Ruffles: From Then to Now
This year’s Met Gala celebrated the art of the dandy—elegance with a wink, flair with a flourish. The blue carpet was full of embellishments: bows, pearls, embroidery, and yes, ruffles. Which got us thinking... Ruffles may read as romantic or overly sweet today, but that wasn’t always the case. Historically, they’ve been sharp, dramatic, and genderless—more statement than decoration.
Soldiers, Slashes, and Power Collars
In the 16th century, across Europe, soldiers would cut or “slash” the outer layer of their clothing—usually their jackets or sleeves—to reveal the contrasting fabric of the shirt underneath. This wasn’t about utility; it was about style. It was a deliberate display. The inner layers were often made of finer, more colorful fabric, and exposing them was a way to show off wealth, rank, and taste.
Eventually, tailors formalized the look—stitching slashes, gathering fabric, and stiffening collars to hold dramatic shapes. What began as swagger became structure.
But how did this display of wealth and status turn into the ruffles we know today? The evolution from display-as-status to decoration-as-design would take at least another 200 years...
The Dandy Era: Ruffles Get Flirty
After the French Revolution, the rigid dress codes of royalty and aristocracy began to loosen and fall out of fashion for the upper class—not necessarily because they weren’t beautiful, but because they had come to represent inequality and outdated hierarchy. Out of this vacuum came the dandy—a man who dressed with care, elegance, and often exaggeration, not to display inherited wealth but to craft an identity.
Ruffles became part of a more playful, intellectual, even provocative style. Think sharp tailoring softened with a frothy collar, or a crisp shirt with a little extra flair. The ruffle became a tool of self-expression—flamboyant, stylish, and kind of subversive. It wasn’t about gender so much as performance and play.
When Ruffles Got Boxed In
Post WW2, men’s fashion became increasingly sober and pared-down. Ornamentation, including ruffles, was coded as frivolous or vain, and therefore unmanly. That left decoration—including ruffles—to be picked up by women’s fashion, reshaping its meaning. No longer about power or flair, ruffles became signs of delicacy, modesty, and innocence. Conforming to a narrow ideal of womanhood: demure, decorative, and domestic.

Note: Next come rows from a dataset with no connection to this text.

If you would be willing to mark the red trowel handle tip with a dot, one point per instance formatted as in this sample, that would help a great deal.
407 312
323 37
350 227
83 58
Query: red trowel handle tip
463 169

Through the 1950s clothing reflected (and reinforced) the cultural pressure for women to stay sweet, gentle, and in their place after the chaos of war and women's growing role in the workforce. Ruffles became shorthand for innocence and girlhood, especially in children’s clothes, prom dresses, and bridalwear.
The Ruffle was no longer bold—it was obedient.
The Comeback: Ruffles with Teeth
But of course, fashion doesn’t stay in one lane. In the ’70s and ’80s, ruffles came back louder and weirder. Designers like Vivienne Westwood and Comme des Garçons made them huge and sculptural. They weren’t delicate—they were defiant.
Even now, ruffles are showing up across gender lines—especially in fashion that plays with performance and presence. Think Harry Styles in a sheer, ruffled Gucci blouse. Or Billy Porter in a ruffled cape or Bad Bunny mixing voluminous, flounced sleeves with sportswear. These aren’t throwback looks—they’re deliberate choices that tap into the ruffle’s history while rewriting its meaning.
So What Are Ruffles, Really?
That’s the thing: ruffles aren’t just frill. Ruffles can be romantic or theatrical, tender or defiant. They’re playful, sure—but they carry weight. History. Attitude. And like a lot of things labeled “feminine,” there’s more to the story than people realize.